Antes de tomar a decisão pelo cancelamento das matrículas, ela criou um grupo de pais para questionar conteúdos ideológicos ou impróprios em materiais didáticos. Um dos exemplos de abordagem questionados foi o uso de uma versão em quadrinhos do “Diário de Anne Frank”, na qual os pais apontaram linguagem sexual imprópria aos alunos do sétimo ano do ensino fundamental, com idade de 12 anos.
Parte do trecho questionado pelos pais cita as seguintes falas atribuídas à Anne Frank: “toda vez que vejo um nu feminino, vou a êxtase” e “esse buraco é tão pequeno que mal consigo imaginar como um homem entra aqui dentro (...) já é difícil enfiar o meu dedo indicador dentro”.
Na época, a escola se posicionou, em nota, dizendo que a leitura do livro “integra um projeto amplo para o debate e reconhecimento dos horrores do Holocausto, estimulando a reflexão sobre seu contexto histórico”.
O caso, ocorrido no ano passado, gerou revolta por parte de pais de alunos e ganhou repercussão, mas ela relata que a direção da escola nunca se mostrou aberta aos questionamentos das famílias. Ela afirma que abordagens de temas políticos ou inadequados às faixas etárias, além de inapropriadas, acabavam ocupando o tempo que deveria ser empregado em conteúdos relevantes para a vida escolar.
“Acho que cabe à escola oferecer um ambiente que respeite as escolhas individuais de cada família, e mais do que isso, ter preocupação com o conteúdo escolar para que a criança consiga desenvolver melhor o raciocínio lógico, a leitura e a matemática, por exemplo, e as habilidades que precisam desenvolver. E deixar que a família tome conta de pautas relacionadas a posicionamentos políticos ou temas sensíveis”, ressalta uma das mães ouvidas pela reportagem.
Para Fenep, escolas devem evitar parcialidade em temas políticos
A Gazeta do Povo contatou a Federação Nacional das Escolas Particulares (Fenep) para entender quais são as orientações passadas às instituições de ensino sobre o tema.

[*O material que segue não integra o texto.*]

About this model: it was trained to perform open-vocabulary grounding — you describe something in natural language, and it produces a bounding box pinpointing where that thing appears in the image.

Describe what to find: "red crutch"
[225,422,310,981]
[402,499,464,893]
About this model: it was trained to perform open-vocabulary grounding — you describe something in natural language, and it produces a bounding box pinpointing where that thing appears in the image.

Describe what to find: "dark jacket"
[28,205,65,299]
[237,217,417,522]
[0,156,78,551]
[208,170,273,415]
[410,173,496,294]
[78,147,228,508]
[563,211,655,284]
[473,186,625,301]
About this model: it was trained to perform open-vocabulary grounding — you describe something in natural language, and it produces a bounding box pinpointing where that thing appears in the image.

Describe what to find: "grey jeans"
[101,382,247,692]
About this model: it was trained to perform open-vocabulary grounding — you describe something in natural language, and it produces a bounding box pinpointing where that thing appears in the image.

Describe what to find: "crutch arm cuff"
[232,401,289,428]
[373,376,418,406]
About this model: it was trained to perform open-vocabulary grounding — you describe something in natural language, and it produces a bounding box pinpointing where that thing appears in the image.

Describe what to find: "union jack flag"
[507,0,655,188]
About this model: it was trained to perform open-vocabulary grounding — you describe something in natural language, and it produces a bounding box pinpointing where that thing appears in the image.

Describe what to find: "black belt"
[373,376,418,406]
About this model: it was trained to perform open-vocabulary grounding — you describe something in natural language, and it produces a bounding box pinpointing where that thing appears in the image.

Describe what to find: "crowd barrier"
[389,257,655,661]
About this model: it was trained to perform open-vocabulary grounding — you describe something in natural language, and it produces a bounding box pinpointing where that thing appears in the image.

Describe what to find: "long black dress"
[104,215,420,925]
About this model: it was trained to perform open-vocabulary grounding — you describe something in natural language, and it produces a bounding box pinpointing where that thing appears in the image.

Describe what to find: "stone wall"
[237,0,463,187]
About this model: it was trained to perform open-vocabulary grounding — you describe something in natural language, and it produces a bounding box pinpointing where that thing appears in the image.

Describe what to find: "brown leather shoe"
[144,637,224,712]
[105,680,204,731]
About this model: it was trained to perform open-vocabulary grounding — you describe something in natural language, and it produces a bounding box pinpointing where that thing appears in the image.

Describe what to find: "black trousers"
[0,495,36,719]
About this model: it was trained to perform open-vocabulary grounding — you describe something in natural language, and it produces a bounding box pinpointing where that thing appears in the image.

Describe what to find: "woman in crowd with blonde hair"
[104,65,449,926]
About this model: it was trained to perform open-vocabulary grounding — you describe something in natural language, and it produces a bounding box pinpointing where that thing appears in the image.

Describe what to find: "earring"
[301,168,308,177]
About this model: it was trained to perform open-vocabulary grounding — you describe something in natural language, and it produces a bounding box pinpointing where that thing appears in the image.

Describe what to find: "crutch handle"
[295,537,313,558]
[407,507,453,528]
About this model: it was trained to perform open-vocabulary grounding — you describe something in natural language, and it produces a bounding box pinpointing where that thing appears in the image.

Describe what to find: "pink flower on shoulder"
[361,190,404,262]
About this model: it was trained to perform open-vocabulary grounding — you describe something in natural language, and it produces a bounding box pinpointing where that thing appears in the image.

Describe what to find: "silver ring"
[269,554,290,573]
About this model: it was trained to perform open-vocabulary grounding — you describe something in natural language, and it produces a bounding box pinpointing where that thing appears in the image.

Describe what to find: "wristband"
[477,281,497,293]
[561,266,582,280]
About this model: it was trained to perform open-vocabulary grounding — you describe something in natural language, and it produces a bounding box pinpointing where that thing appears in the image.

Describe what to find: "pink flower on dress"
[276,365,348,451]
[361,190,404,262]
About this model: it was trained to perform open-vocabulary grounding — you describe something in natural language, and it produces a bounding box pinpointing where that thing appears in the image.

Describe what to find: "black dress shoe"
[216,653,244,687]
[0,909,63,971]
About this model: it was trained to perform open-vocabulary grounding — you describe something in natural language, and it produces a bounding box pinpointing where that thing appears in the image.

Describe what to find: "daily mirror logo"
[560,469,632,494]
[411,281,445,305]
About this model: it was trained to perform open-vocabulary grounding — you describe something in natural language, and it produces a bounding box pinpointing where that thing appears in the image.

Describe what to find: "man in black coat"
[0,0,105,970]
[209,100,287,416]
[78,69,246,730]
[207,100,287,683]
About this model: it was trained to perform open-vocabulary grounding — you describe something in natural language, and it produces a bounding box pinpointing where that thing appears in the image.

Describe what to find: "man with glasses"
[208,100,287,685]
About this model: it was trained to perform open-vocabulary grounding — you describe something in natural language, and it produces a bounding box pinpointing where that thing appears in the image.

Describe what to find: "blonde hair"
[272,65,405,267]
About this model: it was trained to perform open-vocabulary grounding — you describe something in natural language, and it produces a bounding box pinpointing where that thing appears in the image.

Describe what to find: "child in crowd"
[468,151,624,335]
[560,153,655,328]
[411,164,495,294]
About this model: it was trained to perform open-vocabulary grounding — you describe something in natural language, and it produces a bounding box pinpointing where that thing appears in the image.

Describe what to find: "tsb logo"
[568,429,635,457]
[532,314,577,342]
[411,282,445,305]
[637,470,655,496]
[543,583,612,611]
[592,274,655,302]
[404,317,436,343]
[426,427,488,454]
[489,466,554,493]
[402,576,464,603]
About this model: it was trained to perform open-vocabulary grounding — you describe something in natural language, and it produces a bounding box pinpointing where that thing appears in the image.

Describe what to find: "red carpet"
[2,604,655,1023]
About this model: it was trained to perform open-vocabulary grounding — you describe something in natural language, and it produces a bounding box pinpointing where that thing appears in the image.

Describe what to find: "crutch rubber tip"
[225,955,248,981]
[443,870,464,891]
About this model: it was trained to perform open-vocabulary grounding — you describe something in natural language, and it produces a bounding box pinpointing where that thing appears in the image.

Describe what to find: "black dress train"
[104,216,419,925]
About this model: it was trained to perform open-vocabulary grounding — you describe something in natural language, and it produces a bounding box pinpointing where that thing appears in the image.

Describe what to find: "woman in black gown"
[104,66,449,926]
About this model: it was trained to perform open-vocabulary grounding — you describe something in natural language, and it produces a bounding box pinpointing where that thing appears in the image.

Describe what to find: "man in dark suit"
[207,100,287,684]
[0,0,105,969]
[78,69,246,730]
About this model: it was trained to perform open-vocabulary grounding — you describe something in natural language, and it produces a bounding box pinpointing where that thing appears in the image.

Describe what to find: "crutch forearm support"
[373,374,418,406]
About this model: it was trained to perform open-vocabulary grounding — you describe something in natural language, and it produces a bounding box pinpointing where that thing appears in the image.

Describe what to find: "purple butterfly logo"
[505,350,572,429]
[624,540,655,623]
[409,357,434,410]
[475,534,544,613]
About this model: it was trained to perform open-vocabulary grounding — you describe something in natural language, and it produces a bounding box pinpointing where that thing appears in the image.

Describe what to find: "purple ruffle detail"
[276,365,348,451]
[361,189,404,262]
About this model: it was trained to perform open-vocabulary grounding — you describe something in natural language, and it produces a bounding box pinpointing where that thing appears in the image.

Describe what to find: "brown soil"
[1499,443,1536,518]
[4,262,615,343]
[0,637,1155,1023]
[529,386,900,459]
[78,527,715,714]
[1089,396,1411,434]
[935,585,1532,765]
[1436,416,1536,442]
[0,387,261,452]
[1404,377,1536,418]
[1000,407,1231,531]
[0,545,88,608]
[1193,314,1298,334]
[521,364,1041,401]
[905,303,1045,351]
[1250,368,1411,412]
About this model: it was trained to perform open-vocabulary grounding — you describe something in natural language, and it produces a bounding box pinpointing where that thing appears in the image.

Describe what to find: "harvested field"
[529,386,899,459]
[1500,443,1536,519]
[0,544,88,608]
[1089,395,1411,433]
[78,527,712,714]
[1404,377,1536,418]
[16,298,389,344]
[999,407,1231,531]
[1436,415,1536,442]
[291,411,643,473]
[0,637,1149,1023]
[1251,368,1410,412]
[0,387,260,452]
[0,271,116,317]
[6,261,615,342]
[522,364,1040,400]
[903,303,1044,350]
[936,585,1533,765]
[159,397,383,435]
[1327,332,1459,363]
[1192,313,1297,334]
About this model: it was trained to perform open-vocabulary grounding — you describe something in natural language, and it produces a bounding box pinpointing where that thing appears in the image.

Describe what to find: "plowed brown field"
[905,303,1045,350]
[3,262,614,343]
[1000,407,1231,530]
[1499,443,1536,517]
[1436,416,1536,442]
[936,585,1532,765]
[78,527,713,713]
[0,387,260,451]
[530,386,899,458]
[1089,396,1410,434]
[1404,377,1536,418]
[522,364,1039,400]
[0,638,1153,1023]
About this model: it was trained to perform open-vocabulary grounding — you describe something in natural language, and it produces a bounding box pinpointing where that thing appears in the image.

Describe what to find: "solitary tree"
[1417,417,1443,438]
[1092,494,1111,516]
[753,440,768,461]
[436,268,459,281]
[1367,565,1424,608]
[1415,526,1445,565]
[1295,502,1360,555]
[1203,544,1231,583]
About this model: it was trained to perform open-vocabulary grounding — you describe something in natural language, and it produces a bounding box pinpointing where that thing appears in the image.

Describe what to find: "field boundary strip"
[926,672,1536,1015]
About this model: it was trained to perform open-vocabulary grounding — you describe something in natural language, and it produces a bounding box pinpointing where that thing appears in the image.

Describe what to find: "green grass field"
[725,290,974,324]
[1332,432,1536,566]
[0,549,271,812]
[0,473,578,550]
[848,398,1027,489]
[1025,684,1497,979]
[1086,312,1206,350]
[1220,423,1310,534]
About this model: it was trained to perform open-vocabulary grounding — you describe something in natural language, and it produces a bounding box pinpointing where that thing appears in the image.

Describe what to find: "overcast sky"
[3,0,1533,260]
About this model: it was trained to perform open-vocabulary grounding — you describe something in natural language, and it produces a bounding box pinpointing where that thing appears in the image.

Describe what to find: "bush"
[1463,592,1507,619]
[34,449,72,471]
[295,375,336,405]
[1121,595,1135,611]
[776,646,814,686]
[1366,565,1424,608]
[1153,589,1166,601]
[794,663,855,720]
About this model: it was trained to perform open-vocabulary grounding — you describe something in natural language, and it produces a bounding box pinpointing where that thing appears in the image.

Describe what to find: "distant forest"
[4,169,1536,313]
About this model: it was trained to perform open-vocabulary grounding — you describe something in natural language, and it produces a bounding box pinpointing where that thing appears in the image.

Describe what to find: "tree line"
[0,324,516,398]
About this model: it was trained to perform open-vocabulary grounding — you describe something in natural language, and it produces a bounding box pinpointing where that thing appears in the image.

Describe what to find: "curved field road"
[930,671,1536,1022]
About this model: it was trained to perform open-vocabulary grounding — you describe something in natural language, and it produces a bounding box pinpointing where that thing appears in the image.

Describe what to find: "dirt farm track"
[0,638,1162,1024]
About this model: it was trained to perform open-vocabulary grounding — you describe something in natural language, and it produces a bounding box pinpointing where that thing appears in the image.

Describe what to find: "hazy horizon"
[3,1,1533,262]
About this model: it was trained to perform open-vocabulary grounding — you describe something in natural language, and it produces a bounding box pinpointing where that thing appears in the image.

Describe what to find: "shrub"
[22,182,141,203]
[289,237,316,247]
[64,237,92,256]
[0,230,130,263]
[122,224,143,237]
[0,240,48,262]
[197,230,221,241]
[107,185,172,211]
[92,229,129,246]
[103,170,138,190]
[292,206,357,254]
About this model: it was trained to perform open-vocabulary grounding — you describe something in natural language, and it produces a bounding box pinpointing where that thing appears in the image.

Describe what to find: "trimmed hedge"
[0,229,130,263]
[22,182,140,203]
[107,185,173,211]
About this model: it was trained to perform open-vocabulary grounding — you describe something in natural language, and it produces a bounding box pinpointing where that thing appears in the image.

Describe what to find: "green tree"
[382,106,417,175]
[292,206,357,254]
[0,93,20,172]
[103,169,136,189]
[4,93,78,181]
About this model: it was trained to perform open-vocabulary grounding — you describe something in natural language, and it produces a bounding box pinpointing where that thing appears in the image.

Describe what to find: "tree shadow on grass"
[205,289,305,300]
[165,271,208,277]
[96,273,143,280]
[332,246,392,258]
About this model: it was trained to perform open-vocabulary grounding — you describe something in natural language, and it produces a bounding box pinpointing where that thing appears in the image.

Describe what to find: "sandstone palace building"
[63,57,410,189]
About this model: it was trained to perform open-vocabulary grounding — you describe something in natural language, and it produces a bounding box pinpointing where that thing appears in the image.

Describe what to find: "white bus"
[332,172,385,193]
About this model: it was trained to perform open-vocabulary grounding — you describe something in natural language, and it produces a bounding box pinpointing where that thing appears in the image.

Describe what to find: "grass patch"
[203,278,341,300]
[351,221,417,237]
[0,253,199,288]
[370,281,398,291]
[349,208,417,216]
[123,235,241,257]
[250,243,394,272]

De acordo com Bruno Eizerik, presidente da entidade, a política inevitavelmente estará em debate nas escolas neste ano eleitoral, porém as instituições devem garantir que haja o respeito à pluralidade e evitar a parcialidade com um determinado espectro político em detrimento do outro.
“O que sempre orientamos é que toda vez que determinada escola fizer algum evento ligado à eleição, que se respeitem todas as posições políticas e que ela traga a possibilidade de que os alunos conheçam todas as vertentes. Entendemos que qualquer evento que se faça levando apenas um lado de uma moeda, vamos estar sendo tendenciosos. Nossa orientação é para que as escolas não façam isso”, afirma Eizerik.
“Sendo bem direto: se vai levar alguém ligado mais à esquerda, leve também alguém ligado à direita e ao centro, para que se possa passar aos estudantes todas as possibilidades a fim de que os próprios alunos, conversando com suas famílias, possam formar suas convicções”, salienta o presidente da Fenep.